Nessa mesma noite, o antigo governador do estado, o republicano Tom Ridge, aproveitou para apresentar suas propostas para a área econômica no talk show “Hardball with Chris Matthews”. O programa é transmitido pelo canal de notícias MSNBC (uma combinação de Microsoft e NBC), rival das emissoras CNN e Fox News.
Pensando em movimentações “simples” que a Casa Branca poderia fazer para reativar a economia, Ridge recomendou a redução dos impostos aliada a empréstimos mais generosos às pequenas empresas. Em seguida, insistiu que o presidente deveria abandonar suas preocupações ecológicas e construir centrais nucleares, algo que “certamente aumentaria a oferta de empregos e as exportações”.
Ao dar esses bons conselhos, o ex-governador se apresentava como um comentador imparcial. Porém, o que o expectador não sabia é que Ridge tinha recebido US$ 530 mil como membro do conselho de administração da Exelon, a maior companhia de energia nuclear do país.
Alguns minutos antes, nessa mesma emissora, o general aposentado Barry McCaffrey martelava que a guerra do Afeganistão exigia “um esforço suplementar de três a dez anos”, ou seja, “muito dinheiro”.

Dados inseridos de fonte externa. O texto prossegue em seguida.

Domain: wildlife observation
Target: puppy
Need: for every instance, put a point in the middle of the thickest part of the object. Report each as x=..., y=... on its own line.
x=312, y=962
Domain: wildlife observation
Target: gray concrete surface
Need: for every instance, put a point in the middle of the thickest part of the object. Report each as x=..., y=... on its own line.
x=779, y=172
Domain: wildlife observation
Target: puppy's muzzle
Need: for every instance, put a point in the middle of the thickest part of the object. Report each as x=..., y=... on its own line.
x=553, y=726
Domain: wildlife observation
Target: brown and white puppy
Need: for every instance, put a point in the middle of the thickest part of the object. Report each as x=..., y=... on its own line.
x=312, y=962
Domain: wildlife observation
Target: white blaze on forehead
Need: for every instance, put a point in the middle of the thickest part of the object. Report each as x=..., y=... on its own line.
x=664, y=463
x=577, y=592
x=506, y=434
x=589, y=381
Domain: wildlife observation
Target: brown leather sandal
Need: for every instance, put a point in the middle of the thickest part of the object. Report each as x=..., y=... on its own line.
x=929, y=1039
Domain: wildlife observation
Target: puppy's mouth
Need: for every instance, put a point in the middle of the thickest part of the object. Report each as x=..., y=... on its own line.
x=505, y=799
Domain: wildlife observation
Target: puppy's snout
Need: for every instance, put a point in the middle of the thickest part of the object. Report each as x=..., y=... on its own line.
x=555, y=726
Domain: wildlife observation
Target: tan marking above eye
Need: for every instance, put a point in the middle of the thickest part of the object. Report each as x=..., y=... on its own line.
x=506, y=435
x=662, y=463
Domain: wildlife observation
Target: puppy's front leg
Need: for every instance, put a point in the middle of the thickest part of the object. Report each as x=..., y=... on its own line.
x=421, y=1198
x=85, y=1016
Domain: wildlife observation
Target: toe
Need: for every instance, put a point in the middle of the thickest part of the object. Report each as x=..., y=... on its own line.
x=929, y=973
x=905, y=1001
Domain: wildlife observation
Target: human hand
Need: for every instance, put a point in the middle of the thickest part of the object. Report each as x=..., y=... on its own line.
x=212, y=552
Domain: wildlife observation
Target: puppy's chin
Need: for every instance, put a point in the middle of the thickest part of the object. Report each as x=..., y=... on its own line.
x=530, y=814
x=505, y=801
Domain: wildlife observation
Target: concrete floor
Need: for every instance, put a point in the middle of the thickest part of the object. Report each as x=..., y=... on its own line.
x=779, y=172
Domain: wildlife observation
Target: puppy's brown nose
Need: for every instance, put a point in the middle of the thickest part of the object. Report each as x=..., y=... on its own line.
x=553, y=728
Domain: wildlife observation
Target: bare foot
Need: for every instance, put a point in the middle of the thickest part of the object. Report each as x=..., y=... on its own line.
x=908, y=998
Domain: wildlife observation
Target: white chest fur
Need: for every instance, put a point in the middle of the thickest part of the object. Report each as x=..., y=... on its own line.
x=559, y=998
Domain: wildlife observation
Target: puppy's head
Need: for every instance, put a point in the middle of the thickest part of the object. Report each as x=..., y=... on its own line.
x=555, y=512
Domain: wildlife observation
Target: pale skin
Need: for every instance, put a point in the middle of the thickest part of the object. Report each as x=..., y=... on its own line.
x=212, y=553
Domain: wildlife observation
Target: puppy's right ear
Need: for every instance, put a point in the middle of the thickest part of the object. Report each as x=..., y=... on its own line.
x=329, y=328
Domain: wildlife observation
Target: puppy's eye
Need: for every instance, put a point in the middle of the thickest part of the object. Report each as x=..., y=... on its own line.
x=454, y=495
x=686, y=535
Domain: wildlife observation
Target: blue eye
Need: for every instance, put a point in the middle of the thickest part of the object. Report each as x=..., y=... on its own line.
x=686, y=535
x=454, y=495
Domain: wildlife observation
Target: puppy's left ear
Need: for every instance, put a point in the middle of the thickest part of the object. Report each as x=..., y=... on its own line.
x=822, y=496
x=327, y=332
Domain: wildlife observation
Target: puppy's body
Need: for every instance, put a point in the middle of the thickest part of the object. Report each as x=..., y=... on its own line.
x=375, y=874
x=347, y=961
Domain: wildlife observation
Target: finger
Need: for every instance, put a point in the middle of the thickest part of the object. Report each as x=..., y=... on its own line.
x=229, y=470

Novamente, quem assistia à transmissão não foi informado de que o “especialista” pertencia à DynCorp, uma das empresas militares privadas mais importantes do país e que rendeu a McCaffrey US$ 182 mil apenas em 2009. No momento em que o general pleiteava o prolongamento da guerra na TV, um funcionário seu havia acabado de firmar um contrato de assistência ao exército americano no Afeganistão por mais cinco anos, envolvendo aproximadamente US$ 5,9 bilhões. Em 2003, a revista semanal The Nation já havia revelado os laços estreitos que uniam o general McCaffrey às empresas militares que ele divulgava em diversos canais a cabo.
Em 2008, o jornalista David Barstow publicou no New York Times uma série de artigos, pelos quais recebeu o prêmio Pulitzer, mostrando como o Pentágono utiliza seus oficiais para difundir positivamente sua imagem na televisão.
Em 2009, blogueiros divulgaram que Richard Wolffe, antigo jornalista da Newsweek, recrutado pelo programa “Countdown with Keith Olbermann” (MSNBC), trabalhava simultaneamente para uma empresa de relações públicas especializada em “estratégias de comunicação corporativa”.
Cartas marcadas
O fato é que tais jogos de interesses são moeda corrente em um mundo midiático cada vez mais permeável aos negócios. Desde 2007, pelo menos 75 lobistas, representantes ou dirigentes de empresas, apareceram em emissoras como MSNBC, Fox News, CNN, CNBC e Fox Business Network. Isso, claro, sem que suas lucrativas atividades fossem sequer mencionadas. Com frequência, a imagem deles se repete em vários canais, totalizando dezenas ou centenas de aparições nas emissoras mais influentes dos Estados Unidos.
Com o lançamento da Fox News e da MSNBC em 1996, a torneira das “análises políticas” passou a ficar aberta 24 horas por dia e os “especialistas” financiados pelo setor privado se multiplicaram na TV a cabo em ritmo alarmante. Para dissipar qualquer dúvida, basta examinar suas intervenções televisivas em relação à crise econômica e à reforma do sistema de saúde, dois temas muito abordados ao longo dos últimos anos.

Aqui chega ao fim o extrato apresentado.